Des microfulmines déclenchés par des bulles de méthane semblent être à l’origine des feux follets, ces petites flammes qui planent au-dessus des marais et des cimetières, au cœur de nombreuses légendes.
Les âmes des morts bloquées au purgatoire, ou celles des enfants non baptisés: ce ne sont là que deux des légendes populaires traditionnellement associées aux feux follets, les petites flammes qui paraissent se détacher du sol et qu’on pouvait observer, lors des nuits d’été, jusqu’à environ un siècle plus tôt, au bord des marais, des étangs ou des vieux cimetières.
Après des décennies de suppositions, une étude publiée dans la revue PNAS a conclu que ce qui pourrait allumer ces lumières tremblotantes et spectrales serait des décharges électriques microscopiques qui se forment entre les bulles de gaz et l’air.
Chocs entre bulles et étincelles
Depuis longtemps, on soupçonnait que les feux follets étaient alimentés par le méthane et la phosphine (un gaz extrêmement inflammable) produits par le déclin du matériel organique présent dans les marécages, ou dans les anciens cercueils mal scellés. Plus obscur restait toutefois ce qui déclenchait initialement le processus de combustion de ces gaz.
Afin d’apporter de la lumière sur ce mystère, l’équipe de recherche dirigée par Richard Zare, chimiste à l’université de Stanford qui a déjà démontré par le passé que la collision de minuscules bulles d’eau, mesurant quelques nanomètres ou micromètres (milliardièmes ou millièmes de millimètre), peut générer des microfulmines, a exploré ce phénomène. Dans ses travaux antérieurs, le scientifique avait même émis l’hypothèse que ce type de réaction pourrait avoir joué un rôle dans la formation des briques chimiques indispensables à la vie dans le bouillon primordiaux de la Terre.
Feu venu de l’eau ?
Aujourd’hui, Zare et son équipe ont démontré expérimentalement que les collisions entre des bulles de méthane et d’air à l’intérieur d’un bain d’eau en laboratoire génèrent des décharges électriques spontanées : les scientifiques les qualifient de microfulmines et ils pensent qu’elles pourraient jouer un rôle dans l’allumage des feux follets.

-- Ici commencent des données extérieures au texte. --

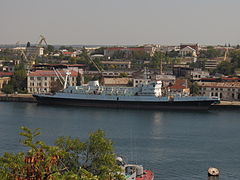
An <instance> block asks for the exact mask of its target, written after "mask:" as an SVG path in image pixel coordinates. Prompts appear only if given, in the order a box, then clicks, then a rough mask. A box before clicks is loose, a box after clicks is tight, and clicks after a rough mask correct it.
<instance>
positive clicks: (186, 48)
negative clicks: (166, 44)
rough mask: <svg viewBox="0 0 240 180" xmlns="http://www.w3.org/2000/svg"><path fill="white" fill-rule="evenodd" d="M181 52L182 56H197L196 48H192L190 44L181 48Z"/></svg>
mask: <svg viewBox="0 0 240 180" xmlns="http://www.w3.org/2000/svg"><path fill="white" fill-rule="evenodd" d="M179 54H180V55H181V56H192V57H196V56H197V52H196V50H195V49H193V48H191V47H190V46H186V47H185V48H183V49H180V51H179Z"/></svg>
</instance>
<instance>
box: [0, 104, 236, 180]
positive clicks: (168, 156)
mask: <svg viewBox="0 0 240 180" xmlns="http://www.w3.org/2000/svg"><path fill="white" fill-rule="evenodd" d="M0 124H1V125H0V142H1V143H0V154H1V155H2V154H3V153H4V152H18V151H22V150H24V148H23V146H22V145H20V143H19V140H20V137H19V135H18V133H19V132H20V127H21V126H27V127H29V128H41V132H42V134H41V136H40V138H41V139H42V140H44V141H46V142H47V143H48V144H50V145H51V144H53V143H54V140H55V139H56V137H58V136H72V137H80V138H82V139H83V140H84V139H86V138H87V137H88V135H89V133H91V132H93V131H95V130H97V129H102V130H104V131H105V132H106V136H107V137H108V138H110V139H111V140H112V141H113V142H114V149H115V151H116V152H117V154H118V155H121V156H122V157H124V159H125V160H127V161H128V162H130V163H137V164H142V165H143V166H144V168H146V169H151V170H152V171H154V173H155V179H156V180H191V179H193V180H198V179H199V180H207V179H208V177H207V170H208V168H209V167H217V168H219V170H220V177H219V179H220V180H237V179H240V112H239V111H238V110H228V111H204V112H199V111H194V112H186V111H185V112H181V111H157V110H147V111H146V110H126V109H125V110H119V109H102V108H80V107H62V106H61V107H58V106H43V105H37V104H34V103H14V102H0Z"/></svg>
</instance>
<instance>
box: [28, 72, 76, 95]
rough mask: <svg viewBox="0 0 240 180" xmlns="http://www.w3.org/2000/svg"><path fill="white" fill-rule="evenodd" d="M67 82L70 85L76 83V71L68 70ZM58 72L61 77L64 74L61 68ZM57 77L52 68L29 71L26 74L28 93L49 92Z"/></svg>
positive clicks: (54, 72)
mask: <svg viewBox="0 0 240 180" xmlns="http://www.w3.org/2000/svg"><path fill="white" fill-rule="evenodd" d="M70 72H71V74H70V76H69V81H68V84H69V85H70V86H76V85H77V76H78V72H77V71H70ZM59 73H60V74H61V75H62V77H65V76H66V71H64V70H61V71H59ZM57 79H58V76H57V74H56V73H55V72H54V71H52V70H37V71H34V72H29V73H28V76H27V90H28V93H32V94H33V93H49V92H51V87H52V83H53V82H56V81H57Z"/></svg>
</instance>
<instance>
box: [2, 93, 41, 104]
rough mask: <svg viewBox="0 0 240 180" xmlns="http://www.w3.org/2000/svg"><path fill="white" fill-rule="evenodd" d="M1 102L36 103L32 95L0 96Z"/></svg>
mask: <svg viewBox="0 0 240 180" xmlns="http://www.w3.org/2000/svg"><path fill="white" fill-rule="evenodd" d="M1 101H2V102H28V103H37V101H36V99H35V98H34V97H33V96H32V94H0V102H1Z"/></svg>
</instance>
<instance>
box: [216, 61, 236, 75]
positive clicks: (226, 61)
mask: <svg viewBox="0 0 240 180" xmlns="http://www.w3.org/2000/svg"><path fill="white" fill-rule="evenodd" d="M214 72H215V73H220V74H224V75H232V74H234V66H233V64H232V63H230V62H228V61H223V62H221V63H220V64H219V65H218V66H217V68H216V69H215V71H214Z"/></svg>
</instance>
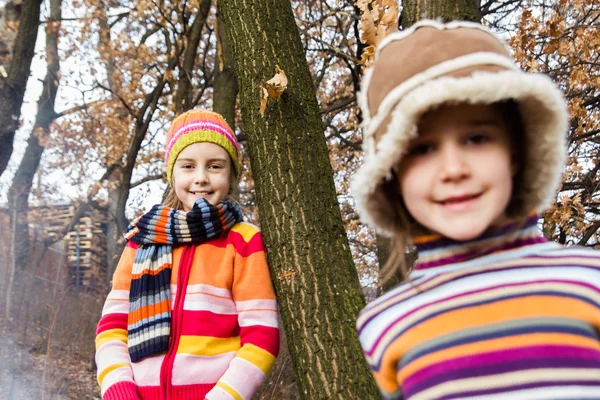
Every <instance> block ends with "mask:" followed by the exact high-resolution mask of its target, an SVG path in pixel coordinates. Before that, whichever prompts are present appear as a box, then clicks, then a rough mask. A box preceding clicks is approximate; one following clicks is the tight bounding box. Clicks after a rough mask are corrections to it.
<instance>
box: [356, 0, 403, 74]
mask: <svg viewBox="0 0 600 400" xmlns="http://www.w3.org/2000/svg"><path fill="white" fill-rule="evenodd" d="M356 7H358V9H359V10H360V11H361V14H362V15H361V17H360V29H361V31H362V32H361V35H360V39H361V41H362V42H363V43H364V44H366V45H367V47H366V48H365V50H364V52H363V54H362V58H361V60H360V64H362V65H364V66H365V67H368V66H370V65H371V64H372V63H373V57H374V55H375V51H376V50H377V46H378V45H379V43H380V42H381V41H382V40H383V39H385V37H386V36H387V35H389V34H390V33H392V32H395V31H397V30H398V3H397V2H396V1H395V0H357V1H356Z"/></svg>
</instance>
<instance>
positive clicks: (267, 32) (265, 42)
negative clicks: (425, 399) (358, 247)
mask: <svg viewBox="0 0 600 400" xmlns="http://www.w3.org/2000/svg"><path fill="white" fill-rule="evenodd" d="M220 6H221V13H222V17H223V25H224V30H225V33H226V35H227V36H228V38H229V41H230V43H231V44H232V49H233V55H234V69H235V73H236V76H237V78H238V83H239V86H240V102H241V109H242V118H243V124H244V131H245V133H246V136H247V141H248V146H249V150H250V159H251V164H252V173H253V176H254V180H255V183H256V195H257V202H258V207H259V212H260V220H261V227H262V231H263V235H264V238H265V244H266V246H267V254H268V260H269V265H270V267H271V270H272V274H273V278H274V284H275V288H276V291H277V297H278V301H279V306H280V310H281V314H282V319H283V324H284V328H285V332H286V335H287V338H288V345H289V350H290V353H291V355H292V358H293V360H294V369H295V372H296V377H297V379H298V388H299V392H300V395H301V397H302V398H303V399H311V400H313V399H375V398H378V393H379V392H378V390H377V388H376V386H375V384H374V382H373V379H372V378H371V376H370V374H369V372H368V368H367V365H366V363H365V360H364V357H363V355H362V351H361V348H360V345H359V343H358V339H357V335H356V331H355V321H356V315H357V314H358V312H359V311H360V310H361V309H362V308H363V307H364V299H363V297H362V293H361V288H360V284H359V281H358V274H357V271H356V268H355V266H354V263H353V260H352V257H351V254H350V249H349V246H348V242H347V238H346V234H345V231H344V226H343V224H342V219H341V215H340V210H339V207H338V204H337V197H336V193H335V188H334V184H333V171H332V168H331V164H330V161H329V156H328V152H327V146H326V142H325V137H324V134H323V126H322V122H321V118H320V112H319V107H318V104H317V101H316V97H315V88H314V86H313V81H312V77H311V75H310V72H309V69H308V66H307V64H306V60H305V58H304V53H303V49H302V44H301V41H300V36H299V32H298V28H297V26H296V24H295V20H294V15H293V12H292V8H291V4H290V2H289V0H220ZM276 64H277V65H279V66H280V67H281V68H282V69H283V70H284V71H285V73H286V75H287V77H288V79H289V85H288V88H287V90H286V91H285V92H284V93H283V95H282V96H281V97H280V98H279V100H273V99H270V100H269V104H268V106H267V109H266V112H265V114H264V117H263V116H261V115H260V113H259V107H260V98H261V93H262V92H261V90H259V89H258V88H257V85H259V84H260V83H261V82H264V81H266V80H268V79H270V78H271V77H272V76H273V74H274V70H275V65H276Z"/></svg>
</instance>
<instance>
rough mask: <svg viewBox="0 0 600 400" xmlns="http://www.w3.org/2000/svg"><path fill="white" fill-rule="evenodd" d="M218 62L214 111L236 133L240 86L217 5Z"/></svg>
mask: <svg viewBox="0 0 600 400" xmlns="http://www.w3.org/2000/svg"><path fill="white" fill-rule="evenodd" d="M216 33H217V61H216V62H215V74H214V81H213V94H214V95H213V111H215V112H217V113H219V114H221V115H222V116H223V118H225V121H227V123H228V124H229V126H230V127H231V129H233V130H234V131H235V100H236V99H237V93H238V85H237V78H236V76H235V72H234V71H233V54H232V51H231V44H230V43H229V41H228V40H227V35H225V32H224V31H223V19H222V17H221V11H220V10H219V5H217V29H216Z"/></svg>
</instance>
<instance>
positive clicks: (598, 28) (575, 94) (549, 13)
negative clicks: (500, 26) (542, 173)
mask: <svg viewBox="0 0 600 400" xmlns="http://www.w3.org/2000/svg"><path fill="white" fill-rule="evenodd" d="M510 43H511V45H512V46H513V48H514V50H515V57H516V59H517V60H518V62H519V63H520V64H521V65H522V67H523V68H524V69H525V70H528V71H531V72H543V73H546V74H549V75H550V76H551V77H552V78H553V79H554V80H555V81H556V82H557V83H558V84H559V85H560V86H561V88H562V89H563V90H564V92H565V96H566V99H567V102H568V106H569V114H570V117H571V126H570V130H569V135H568V144H569V154H568V157H569V158H568V164H567V167H566V169H565V173H564V176H563V184H562V187H561V189H560V191H559V193H558V197H557V201H556V204H554V205H553V206H552V208H551V209H550V210H548V211H547V212H546V213H545V214H544V215H543V226H544V232H545V233H546V235H547V236H548V237H550V238H551V239H552V240H555V241H558V242H560V243H565V244H580V245H585V246H592V247H598V245H599V241H598V228H600V220H599V218H598V216H599V215H600V192H599V191H598V188H599V185H600V179H599V176H598V171H599V170H600V157H599V156H600V142H599V139H600V136H599V134H600V1H598V0H590V1H587V0H559V1H558V2H552V3H546V2H542V3H536V2H532V3H529V4H528V5H527V8H526V9H524V10H523V12H522V13H521V18H520V21H519V23H518V24H517V32H516V35H515V36H514V37H513V38H512V39H511V41H510Z"/></svg>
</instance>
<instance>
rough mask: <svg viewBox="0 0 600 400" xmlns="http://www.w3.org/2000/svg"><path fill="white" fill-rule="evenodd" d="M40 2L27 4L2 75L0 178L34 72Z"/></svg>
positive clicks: (4, 168)
mask: <svg viewBox="0 0 600 400" xmlns="http://www.w3.org/2000/svg"><path fill="white" fill-rule="evenodd" d="M40 5H41V1H40V0H24V1H23V6H22V9H21V18H20V20H19V31H18V33H17V37H16V39H15V46H14V49H13V56H12V59H11V62H10V67H9V70H8V77H7V78H4V77H2V76H1V75H0V175H2V173H3V172H4V170H5V169H6V165H7V164H8V160H9V159H10V156H11V154H12V150H13V142H14V138H15V131H16V130H17V129H18V128H19V118H20V117H21V105H22V104H23V96H24V95H25V89H26V88H27V80H28V79H29V74H30V72H31V60H32V59H33V55H34V49H35V42H36V39H37V32H38V27H39V22H40Z"/></svg>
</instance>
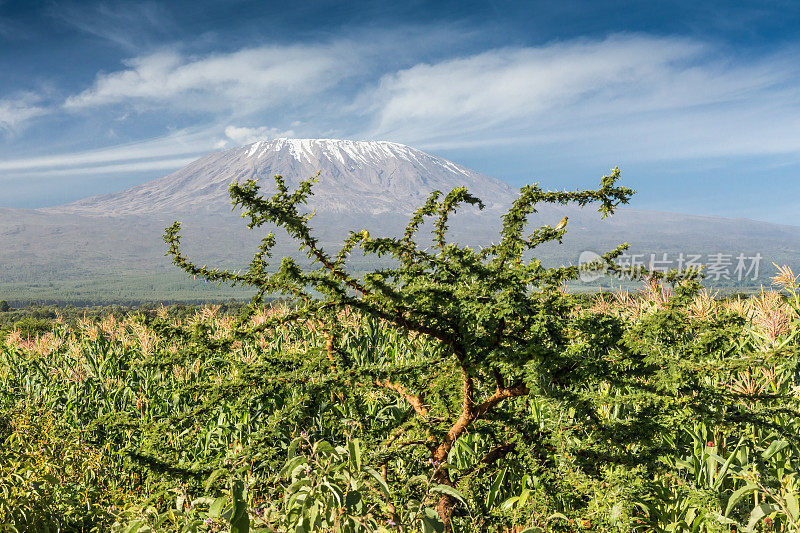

Les chercheurs ont utilisé une buse pour lancer des microbulles de méthane mélangé à de l’air dans l’eau et ont étudié leurs collisions avec une caméra à haute vitesse et d’autres instruments pour mesurer les charges produites. Comme l’explique Science, lorsque les bulles se situent à l’interface entre l’eau et l’air, les charges électriques à leur surface se séparent: sur les bulles les plus petites s’accumulent des charges négatives, sur les plus grandes, des charges positives, et cette différence crée des champs électriques à de très petites distances qui déclenchent les microfulmines.
« Personne ne pense que l’eau puisse être liée au feu », a commenté Zare. « On pense que l’eau l’éteint. Personne ne nous avait expliqué que, partant de l’eau, on peut créer une étincelle et mettre le feu à quelque chose : c’est nouveau ».
La caméra à haute vitesse a filmé les petites flashes de lumière créées par les bulles en collision, tandis que d’autres instruments ont détecté la lumière ultraviolette dérivée de la fluorescence du formaldéhyde, un composé produit lorsque le méthane brûle.
Une explication convaincante (mais peut-être pas définitive)
D’autres scientifiques considèrent que c’est une explication intéressante, même si elle n’est peut-être pas la dernière, concernant l’origine des feux follets. Les résultats semblent aussi donner raison en partie au physicien italien Alessandro Volta, qui, outre avoir inventé la pile, fut le premier à découvrir l’origine du gaz méthane.
Volta démontra, à la fin du XVIIIe siècle, en étudiant l’eau des joncs sur les rives du Lac Majeur, que le gaz méthane n’était pas un produit d’origine minérale, mais organique, et le qualifia d’«air inflammable natif des marais». «Il avait émis l’hypothèse que ce seraient les éclairs qui provoqueraient ces feux follets, et d’une certaine façon il avait raison», conclut Zare. «Mais ce ne sont pas les éclairs dans le ciel; ce sont ceux qui se déclenchent dans les gouttelettes».